Police forces around the country have been using social media for some time to keep their communities up to date with what is happening in their local area, pass on information and some have even used it as a log to detail the type and amount of calls they receive. The speed and viral-nature of social media has allowed it to become an essential tool in finding missing people and the Amber Alert system in America is now using Facebook, Google and text messages to alert residents of potentially missing children.
Social media has also been used for members of the public to report crimes and pass on information, something which came to light during the Woolwich shooting in May, where tweets and posts alerted police of sightings and warned the public to stay away. Although sceptics have suggested that some will use social media rather than the much-faster 999 service, there have been some cases where victims have used Facebook or twitter for help rather than alerting burglars to their presence by making a telephone call.
Pictures and information posted on social networks also led to many arrests and convictions at the 2011 London riots – some even from the suspects themselves, showing off their haul of stolen goods.
Notebooks, CrowdVision and GPS
Lothian and Borders Police have been using electronic notebooks for nearly 10 years, which allows officers to record data that is instantly stored, as well as check criminal records of potential suspects in real-time. The recorded data is then easily managed by the force and has allowed for £700,000 of administrative savings.

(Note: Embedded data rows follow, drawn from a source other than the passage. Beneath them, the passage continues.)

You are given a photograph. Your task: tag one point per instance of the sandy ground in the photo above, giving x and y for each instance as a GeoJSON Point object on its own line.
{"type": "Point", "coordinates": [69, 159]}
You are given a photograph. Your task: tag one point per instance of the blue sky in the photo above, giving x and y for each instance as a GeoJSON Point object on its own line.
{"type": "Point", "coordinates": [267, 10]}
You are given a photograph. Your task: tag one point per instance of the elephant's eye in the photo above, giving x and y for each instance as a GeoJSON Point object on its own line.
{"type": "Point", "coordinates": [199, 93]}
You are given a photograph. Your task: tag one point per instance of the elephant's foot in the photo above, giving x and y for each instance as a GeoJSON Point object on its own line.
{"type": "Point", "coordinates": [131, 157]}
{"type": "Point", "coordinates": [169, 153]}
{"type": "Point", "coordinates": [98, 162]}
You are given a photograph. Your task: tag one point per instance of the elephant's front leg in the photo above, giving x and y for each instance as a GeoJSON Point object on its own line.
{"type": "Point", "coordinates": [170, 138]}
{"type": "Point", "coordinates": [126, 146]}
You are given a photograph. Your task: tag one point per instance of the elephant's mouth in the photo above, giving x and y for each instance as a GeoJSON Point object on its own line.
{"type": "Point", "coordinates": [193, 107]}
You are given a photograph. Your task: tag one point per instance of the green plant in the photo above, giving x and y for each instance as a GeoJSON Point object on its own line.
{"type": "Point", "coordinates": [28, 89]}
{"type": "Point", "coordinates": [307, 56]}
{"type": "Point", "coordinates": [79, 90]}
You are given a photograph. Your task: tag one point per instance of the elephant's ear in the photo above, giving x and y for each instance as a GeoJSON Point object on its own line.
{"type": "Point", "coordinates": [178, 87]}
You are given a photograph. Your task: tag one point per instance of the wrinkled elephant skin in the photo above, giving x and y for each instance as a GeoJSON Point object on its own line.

At last year’s Olympics, Dorset police used CrowdVision software to monitor crowds watching the sailing events in Weymouth. Cameras attached to buildings and helicopters relayed the information to software that detected human heads and monitored their movements to predict any changes in crowd movement. This was used to then close off a viewing area close to the beach that would have potentially been overcrowded as people moved forward to watch the medal ceremony.
Police in Texas have begun trialling a GPS tracking device for fleeing criminals. A small GPS cartridge is loaded into a James Bond-style gun in the grill of a police car, which can then be fired onto the getaway car. The ensuing police cars will then ease off and monitor the situation from a distance, slowing down the speed of the chase and minimising the chances of a civilian casualties. Similar technology has been used for some time in electronic tags to record the movements of low-risk criminals. Sussex Police also controversially trialled the technology on dementia patients, who account for 1 in 4 missing persons cases.
The Met spend
The Met alone spends £345 million per year on technology and has recently released plans to roll-out 30,000 new mobile devices. But with imminent budget cuts and more emphasis on smarter spending, the police will have to ensure that every penny spent on technology has a direct result on community confidence and public safety.
Airborne drones, face recognition and weapon-recognising thermal imaging are among other technologies helping to win the war on crime. But will technology make for better policing? Dave Allen, a senior lecturer and author of the report, ‘The Future of the Force: Police, Technology and Serving the Public’ believes that the reality will be a little more mundane than Minority Report style policing, but will drag forces away from 19th century style methods. “Technology shouldn’t mean that police lose their community focus”, he said. “In fact it should mean that they can serve them more effectively.”
There will always be a need for police officers on the street, but utilising these technologies might just give them the upper-hand in catching the bad guys.